Based on the book by Orson Scott Card, Ender's Game follows Asa Butterfield's title character as he's recruited by an esteemed military man (Harrison Ford's Colonel Graff) to participate in an ongoing war against otherworldly creatures - with the film primarily detailing the many battle simulations and exercises in which Ender is forced to participate. There's little doubt that Ender's Game fares much, much better than Card's surprisingly dull novel, as filmmaker Gavin Hood employs a strikingly cinematic feel that does, for the most part, compensate for the source material's repetitive and uninvolving atmosphere. It's a feat that's made all-the-more-impressive by Hood's remarkable faithfulness to Card's 1985 book, with the film's narrative retaining most of the original story's beats and plot twists - which, in turn, paves the way for a stagnant midsection that seems to revolve entirely around the aforementioned simulations (ie it's just one fight after another). Butterfield's competent yet far-from-charismatic performance perpetuates the movie's pervasively uneven vibe, and it's clear that Hood has his work cut out for him in terms of recovering the viewer's waning attention in the buildup to the final battle. But that battle, when it does arrive, is admittedly quite exciting and worth the wait, with the effectiveness of this stretch heightened by an unexpectedly gripping scene between Butterfield and Ford's respective characters. It's a last-minute save that ultimately secures Ender's Game's place as a better-than-expected adaptation, with the anticlimactic conclusion unable to entirely dampen what is otherwise a strong (and impressively gripping) climax.

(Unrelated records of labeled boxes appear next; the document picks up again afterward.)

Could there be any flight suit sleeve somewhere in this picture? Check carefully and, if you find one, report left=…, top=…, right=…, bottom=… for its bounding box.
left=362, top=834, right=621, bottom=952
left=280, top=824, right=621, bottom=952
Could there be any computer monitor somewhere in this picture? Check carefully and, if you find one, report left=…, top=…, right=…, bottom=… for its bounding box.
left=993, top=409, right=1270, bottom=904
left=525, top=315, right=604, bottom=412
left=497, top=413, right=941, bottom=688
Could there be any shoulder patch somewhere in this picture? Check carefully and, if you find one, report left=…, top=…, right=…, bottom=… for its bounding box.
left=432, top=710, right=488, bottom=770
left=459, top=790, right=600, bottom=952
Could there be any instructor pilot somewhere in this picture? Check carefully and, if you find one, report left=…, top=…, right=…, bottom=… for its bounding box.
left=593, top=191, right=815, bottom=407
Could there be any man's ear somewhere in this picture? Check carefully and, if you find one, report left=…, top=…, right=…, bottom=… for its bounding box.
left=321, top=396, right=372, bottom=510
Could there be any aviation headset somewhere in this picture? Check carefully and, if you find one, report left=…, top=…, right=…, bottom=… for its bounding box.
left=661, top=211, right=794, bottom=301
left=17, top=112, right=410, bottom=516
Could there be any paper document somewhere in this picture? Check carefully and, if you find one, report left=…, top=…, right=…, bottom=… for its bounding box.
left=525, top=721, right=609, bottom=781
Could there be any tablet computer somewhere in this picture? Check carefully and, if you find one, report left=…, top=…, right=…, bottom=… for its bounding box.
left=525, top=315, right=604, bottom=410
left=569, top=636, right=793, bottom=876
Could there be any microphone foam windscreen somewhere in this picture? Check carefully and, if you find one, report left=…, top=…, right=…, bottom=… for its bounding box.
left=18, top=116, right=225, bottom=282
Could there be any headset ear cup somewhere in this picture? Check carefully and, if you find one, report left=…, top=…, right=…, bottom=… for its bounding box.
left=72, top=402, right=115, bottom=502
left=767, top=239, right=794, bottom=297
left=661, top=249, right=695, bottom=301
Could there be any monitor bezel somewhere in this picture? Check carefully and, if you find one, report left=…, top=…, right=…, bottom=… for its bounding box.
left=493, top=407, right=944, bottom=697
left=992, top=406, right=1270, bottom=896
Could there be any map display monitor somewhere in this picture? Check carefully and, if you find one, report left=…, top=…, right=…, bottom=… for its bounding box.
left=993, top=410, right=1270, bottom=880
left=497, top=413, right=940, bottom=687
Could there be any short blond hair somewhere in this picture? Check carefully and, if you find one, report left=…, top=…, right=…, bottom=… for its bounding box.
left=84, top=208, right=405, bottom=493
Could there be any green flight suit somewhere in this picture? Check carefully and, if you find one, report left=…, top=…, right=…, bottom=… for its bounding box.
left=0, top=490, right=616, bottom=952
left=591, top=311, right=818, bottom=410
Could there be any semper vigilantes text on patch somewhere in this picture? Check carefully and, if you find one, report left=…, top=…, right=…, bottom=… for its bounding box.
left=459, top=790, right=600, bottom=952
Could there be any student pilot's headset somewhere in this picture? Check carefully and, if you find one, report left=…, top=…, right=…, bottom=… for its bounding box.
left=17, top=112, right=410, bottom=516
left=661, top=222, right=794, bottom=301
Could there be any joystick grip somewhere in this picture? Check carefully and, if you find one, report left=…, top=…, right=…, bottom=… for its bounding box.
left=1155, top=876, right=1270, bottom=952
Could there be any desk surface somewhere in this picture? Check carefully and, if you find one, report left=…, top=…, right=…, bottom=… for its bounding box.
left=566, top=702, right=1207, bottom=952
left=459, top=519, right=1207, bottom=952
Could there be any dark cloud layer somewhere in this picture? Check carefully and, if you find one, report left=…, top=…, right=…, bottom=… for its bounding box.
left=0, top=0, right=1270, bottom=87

Eye in the Sky (April 22/16)
A low-key yet often thoroughly tense drama, Eye in the Sky follows several characters as they debate (and debate) the pros and cons of employing a drone strike against a Middle Eastern home occupied by known terrorists. It's clear that Eye in the Sky takes its time in wholeheartedly capturing the interest and attention of the viewer, with the movie's somewhat iffy opening stretch slowly-but-surely giving way to a midsection that's rife with captivating sequences. Filmmaker Gavin Hood, along with scripter Guy Hibbert, does an effective job of infusing the narrative with a sense of escalation in terms of the deadly scenario, and it's clear that the movie's surfeit of top-notch performances go a long way towards perpetuating the progressively engaging vibe. (The film boasts stellar work from, among others, Helen Mirren, Aaron Paul, Barkhad Abdi, and, in one of his final film roles, Alan Rickman.) The stageplay-like atmosphere is, as a result, generally not as claustrophobic and oppressive as one might've imagined, as the various levels of redtape and bureaucracy facing the characters becomes more and more intriguing as time progresses (ie there's something inherently fascinating in the almost relentless buck-passing that occurs before a decision can be made). And although the film is probably just a hair too long, a feeling compounded by a fairly underwhelming conclusion, Eye in the Sky is nevertheless a refreshingly adult endeavor that shines a potent spotlight on a fascinating (and quite relevant) contemporary issue.